The persistance of the ruins


AUTHOR: A. G. Alvarez, M. Lopez
PLACE: Firenze, Italy
YEAR: 2017
STATUS: Unbuilt
INSTAGRAM [1]: @alghezzi
INSTAGRAM [2]: @mig_lopez


In the research process of the ruins of the abandoned town of Castiglioncello di Firenzuola, one pale but distinct truth appeared to our minds. While observing the remnants of the Classical Age, it’s possible to perceive a sense of collective power and grandeur that makes the architecture talk for itself, the ruins of a more modest, rural medieval town express an unbreakable bond between modest life and architectural forms.

The many researches made in the postwar Italy about medieval urban planning, and in particular the ones by Luigi Piccinato and Edoardo Detti, helped to shape even more this theme on a theoretical level. To create spaces that reflect such a spirit, it means to ask ourselves about what kind of new life this place wants to sustain.

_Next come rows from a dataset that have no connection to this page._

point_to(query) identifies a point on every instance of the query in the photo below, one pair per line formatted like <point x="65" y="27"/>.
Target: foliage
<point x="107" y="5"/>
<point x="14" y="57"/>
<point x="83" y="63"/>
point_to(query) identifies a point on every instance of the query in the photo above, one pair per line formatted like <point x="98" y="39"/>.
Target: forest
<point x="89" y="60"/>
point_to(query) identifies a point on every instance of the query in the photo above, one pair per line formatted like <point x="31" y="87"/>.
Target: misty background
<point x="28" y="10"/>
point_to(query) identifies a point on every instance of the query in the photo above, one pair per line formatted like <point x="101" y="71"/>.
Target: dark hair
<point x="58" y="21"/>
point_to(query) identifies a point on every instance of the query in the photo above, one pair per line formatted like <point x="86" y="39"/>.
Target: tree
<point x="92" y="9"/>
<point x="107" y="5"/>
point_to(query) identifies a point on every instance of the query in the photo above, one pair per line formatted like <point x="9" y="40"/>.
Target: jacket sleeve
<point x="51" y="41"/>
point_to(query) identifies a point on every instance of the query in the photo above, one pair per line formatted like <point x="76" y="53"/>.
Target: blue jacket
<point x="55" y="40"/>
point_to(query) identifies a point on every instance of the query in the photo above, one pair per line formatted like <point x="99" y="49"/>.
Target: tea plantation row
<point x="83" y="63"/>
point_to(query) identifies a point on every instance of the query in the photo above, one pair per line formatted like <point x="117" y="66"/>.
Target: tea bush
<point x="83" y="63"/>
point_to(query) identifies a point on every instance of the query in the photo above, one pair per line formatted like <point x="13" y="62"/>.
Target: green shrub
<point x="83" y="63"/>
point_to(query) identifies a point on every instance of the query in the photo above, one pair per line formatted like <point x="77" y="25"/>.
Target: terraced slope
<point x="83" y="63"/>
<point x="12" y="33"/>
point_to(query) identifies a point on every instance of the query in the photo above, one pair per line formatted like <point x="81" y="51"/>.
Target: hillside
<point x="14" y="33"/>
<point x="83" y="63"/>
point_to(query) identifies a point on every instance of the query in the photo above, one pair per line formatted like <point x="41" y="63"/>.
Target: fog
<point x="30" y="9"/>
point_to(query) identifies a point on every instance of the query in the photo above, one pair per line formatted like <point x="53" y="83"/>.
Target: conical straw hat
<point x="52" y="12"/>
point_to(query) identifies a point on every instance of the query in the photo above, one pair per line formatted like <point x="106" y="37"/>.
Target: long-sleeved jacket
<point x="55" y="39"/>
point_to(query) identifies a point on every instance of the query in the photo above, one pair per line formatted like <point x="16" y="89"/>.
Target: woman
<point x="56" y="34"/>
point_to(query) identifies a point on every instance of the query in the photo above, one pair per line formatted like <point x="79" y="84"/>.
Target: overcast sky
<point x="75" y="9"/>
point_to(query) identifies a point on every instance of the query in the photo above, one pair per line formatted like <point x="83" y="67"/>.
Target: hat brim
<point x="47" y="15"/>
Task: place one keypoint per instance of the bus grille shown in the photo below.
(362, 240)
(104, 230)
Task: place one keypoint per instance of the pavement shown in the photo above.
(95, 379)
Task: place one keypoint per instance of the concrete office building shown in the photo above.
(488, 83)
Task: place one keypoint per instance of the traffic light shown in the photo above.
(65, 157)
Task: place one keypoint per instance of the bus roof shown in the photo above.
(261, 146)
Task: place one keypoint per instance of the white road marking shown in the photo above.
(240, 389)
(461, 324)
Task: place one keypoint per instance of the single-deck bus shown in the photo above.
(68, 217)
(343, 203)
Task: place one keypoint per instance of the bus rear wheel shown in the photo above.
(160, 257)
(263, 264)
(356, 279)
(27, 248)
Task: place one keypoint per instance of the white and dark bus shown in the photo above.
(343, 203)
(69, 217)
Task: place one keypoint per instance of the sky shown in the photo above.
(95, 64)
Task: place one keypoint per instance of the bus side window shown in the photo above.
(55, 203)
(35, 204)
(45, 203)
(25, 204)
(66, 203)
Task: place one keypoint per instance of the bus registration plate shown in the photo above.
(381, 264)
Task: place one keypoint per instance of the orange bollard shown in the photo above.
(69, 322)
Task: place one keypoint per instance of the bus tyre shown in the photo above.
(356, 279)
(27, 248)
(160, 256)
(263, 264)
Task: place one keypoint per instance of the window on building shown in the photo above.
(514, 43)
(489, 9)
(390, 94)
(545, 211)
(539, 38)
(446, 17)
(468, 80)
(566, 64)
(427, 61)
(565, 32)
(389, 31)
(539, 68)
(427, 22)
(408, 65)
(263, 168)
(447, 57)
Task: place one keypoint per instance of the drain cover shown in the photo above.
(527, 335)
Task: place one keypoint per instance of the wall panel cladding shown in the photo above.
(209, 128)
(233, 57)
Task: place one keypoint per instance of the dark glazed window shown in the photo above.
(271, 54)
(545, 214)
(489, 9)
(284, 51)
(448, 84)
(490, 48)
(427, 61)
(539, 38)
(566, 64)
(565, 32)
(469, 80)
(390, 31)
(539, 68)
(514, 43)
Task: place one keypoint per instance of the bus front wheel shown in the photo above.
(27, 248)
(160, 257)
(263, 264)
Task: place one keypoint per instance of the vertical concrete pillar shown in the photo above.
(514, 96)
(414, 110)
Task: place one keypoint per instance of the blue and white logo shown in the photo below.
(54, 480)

The idea was to build ateliers and workspaces for local artists, in order to let them enjoy a calm and peaceful environment to concentrate all of their energies in the creative processes. Despite its striking modern concrete façade, the projects follows two immediate perception of the ruins, The construction of the volumes was made using the original measures of the collapsed buildings. And thus, respecting them on a spiritual (and not superficial) level.

In the design process, we tried to abstract the perceptive elements of the borgo, such as cuts, tangential views, and complex pathways that often change their ground level. In addition, we use three different approaches by building on ruins: by small detachement, completion or construction between the single ruined walls themselves.

The project sees two study houses divided by a bar with an exposition room. The exposition room evokes the vertical element of the belltower.


Alberto Ghezzi Alvarez  and Miguel Lopez are two architecture students at the University of Florence, Italy. They are currently attending thier 5th year of studies. They are currently interested in the general public perception of new interventions in old city tissue, and how digital aesthetics can relate to traditional architecture.